With Xapien, anyone can quickly generate comprehensive, easily readable reports on an individual or company within minutes. This allows compliance teams and partners to quickly obtain the information they need, without overwhelming potential clients with excessive questions. The information is available before any other work is done. They can make informed decisions about accepting clients, aware of any potential risks, even those that they might not have thought to look for.
Case study 2:
Xapien facilitates enhanced due diligence at rapidly scaling fintech startup, Griffin
As a banking as a service (BaaS) provider where compliance is a key offering, it is vital that Griffin’s clients and suppliers are good actors.
However, using search engines to carry out enhanced due diligence tasks like adverse media screening on prospects and combing sanctions lists is a resource-heavy task.
This takes a minimum of one day per prospect (often longer) and is a major time drain for a rapidly scaling business, where every minute counts.
How Xapien solved the problem
With Xapien, Griffin can download, store and periodically update results on the businesses it is reviewing. This functionality ensures that there is a clear trail of evidence available that shows due diligence has been carried out.
As soon as a prospect or supplier is mentioned, their name is run through Xapien. Inputting the search terms takes 30 seconds. Compliance can leave the software to run while they get on with other tasks. The results are available in 12 minutes or less. Compliance takes half an hour to read the results. Direct risks are highlighted, so compliance can skip the irrelevant information.
“I cannot overstate how much easier due diligence is with Xapien. Enhanced due diligence on a prospect used to take the better part of a day. You can sometimes go down a rabbit hole of searches and reviewing news stories to try to determine whether they are proven, hearsay or media speculation.
Xapien enables us to get all of that data in 12 minutes or less. Now, I can leave Xapien running in the background while attending to other compliance needs.”Alex Nash, Money Laundering Reporting Officer, Griffin
Case study 3:
How Xapien enables a law firm to make an informed decision
A potential client asks law firm A to represent them in a merger.
Law firm A’s compliance team looks up the client using PEP or sanctions lists and finds nothing problematic. Further checks on search engines, using keywords such as ‘fraud’ and corrupt’ reveal no problems. The process takes a day.
The client also approaches Law firm B (firm A’s major competitor). Law firm B uses Xapien to learn about the client. Xapien’s analysis of open-source data uncovers news reports showing the client is believed to hold assets on the Russian president’s behalf. The search took seven minutes.
Law firm A has no awareness of this potentially harmful information. If it onboards the client and the merger takes place, its reputation could be gravely damaged. Law firm B can make an informed decision about taking on the client, and prepare rebuttals for negative reactions.
Proving that due diligence has been conducted using search engine history is time intensive and error prone.
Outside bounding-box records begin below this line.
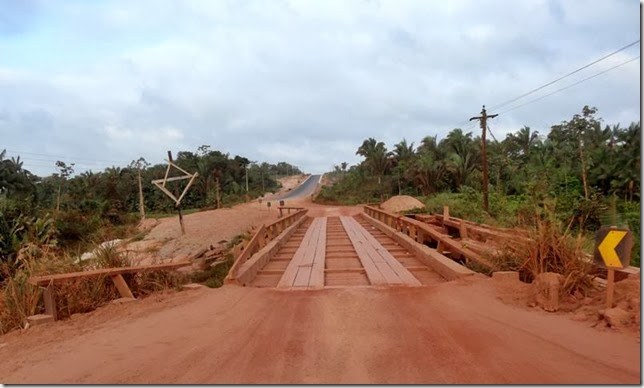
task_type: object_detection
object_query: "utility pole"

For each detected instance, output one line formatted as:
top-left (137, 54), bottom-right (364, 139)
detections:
top-left (137, 166), bottom-right (145, 220)
top-left (244, 164), bottom-right (248, 192)
top-left (470, 105), bottom-right (498, 212)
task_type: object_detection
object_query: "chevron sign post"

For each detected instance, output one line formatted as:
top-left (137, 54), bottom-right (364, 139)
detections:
top-left (595, 226), bottom-right (633, 308)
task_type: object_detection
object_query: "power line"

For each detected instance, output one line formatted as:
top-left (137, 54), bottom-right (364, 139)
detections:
top-left (11, 155), bottom-right (120, 167)
top-left (486, 125), bottom-right (499, 143)
top-left (6, 150), bottom-right (129, 164)
top-left (499, 55), bottom-right (640, 115)
top-left (490, 39), bottom-right (640, 110)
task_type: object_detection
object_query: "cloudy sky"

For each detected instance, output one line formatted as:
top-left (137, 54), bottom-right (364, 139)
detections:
top-left (0, 0), bottom-right (640, 175)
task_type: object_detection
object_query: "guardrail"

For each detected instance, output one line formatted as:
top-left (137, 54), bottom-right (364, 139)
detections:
top-left (364, 206), bottom-right (494, 269)
top-left (277, 206), bottom-right (304, 217)
top-left (28, 262), bottom-right (191, 321)
top-left (226, 209), bottom-right (308, 281)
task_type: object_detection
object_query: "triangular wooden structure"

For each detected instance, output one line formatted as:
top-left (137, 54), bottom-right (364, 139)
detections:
top-left (152, 160), bottom-right (199, 206)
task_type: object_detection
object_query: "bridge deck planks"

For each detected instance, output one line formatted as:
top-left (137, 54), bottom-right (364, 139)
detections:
top-left (277, 217), bottom-right (326, 288)
top-left (340, 217), bottom-right (421, 286)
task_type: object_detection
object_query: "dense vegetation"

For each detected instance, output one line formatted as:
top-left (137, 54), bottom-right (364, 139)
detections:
top-left (0, 146), bottom-right (301, 283)
top-left (317, 106), bottom-right (641, 265)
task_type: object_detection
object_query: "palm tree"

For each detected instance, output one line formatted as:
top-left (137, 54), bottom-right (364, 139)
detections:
top-left (393, 139), bottom-right (416, 195)
top-left (356, 137), bottom-right (391, 184)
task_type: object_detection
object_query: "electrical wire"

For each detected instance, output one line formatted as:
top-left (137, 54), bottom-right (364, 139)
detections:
top-left (6, 150), bottom-right (130, 164)
top-left (490, 39), bottom-right (640, 110)
top-left (499, 55), bottom-right (640, 115)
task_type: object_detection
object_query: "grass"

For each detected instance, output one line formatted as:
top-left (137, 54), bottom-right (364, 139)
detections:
top-left (146, 208), bottom-right (201, 219)
top-left (489, 214), bottom-right (593, 295)
top-left (0, 239), bottom-right (189, 334)
top-left (191, 253), bottom-right (235, 288)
However, law firms governed – for example – by the UK’s Money Laundering Regulations are required to establish a written firm-wide risk assessment outlining their approach to addressing money-laundering risks. The Solicitors Regulation Authority (SRA) reviewed 400 firms’ risk assessments in 2019 and reported “high levels of non-compliance” in accordance with this guidance.
How Xapien solved the problem
Xapien makes it easy to stay abreast of changing regulatory landscapes. It runs searches on PEPs and sanctions databases, news and media articles, corporate records and wider internet data from sites such as LinkedIn, Wikileaks, offshore leaks, and more. It identifies key networks and affiliations that enable lawyer firms to be aware of clients who are likely to be added to sanctions lists in the future, helping them stay ahead of potential risks. For example, someone might not be directly sanctioned, but could be mentioned in media articles as a ‘close friend’ of a sanctioned figure. Traditional sanctions checks would not flag these risks.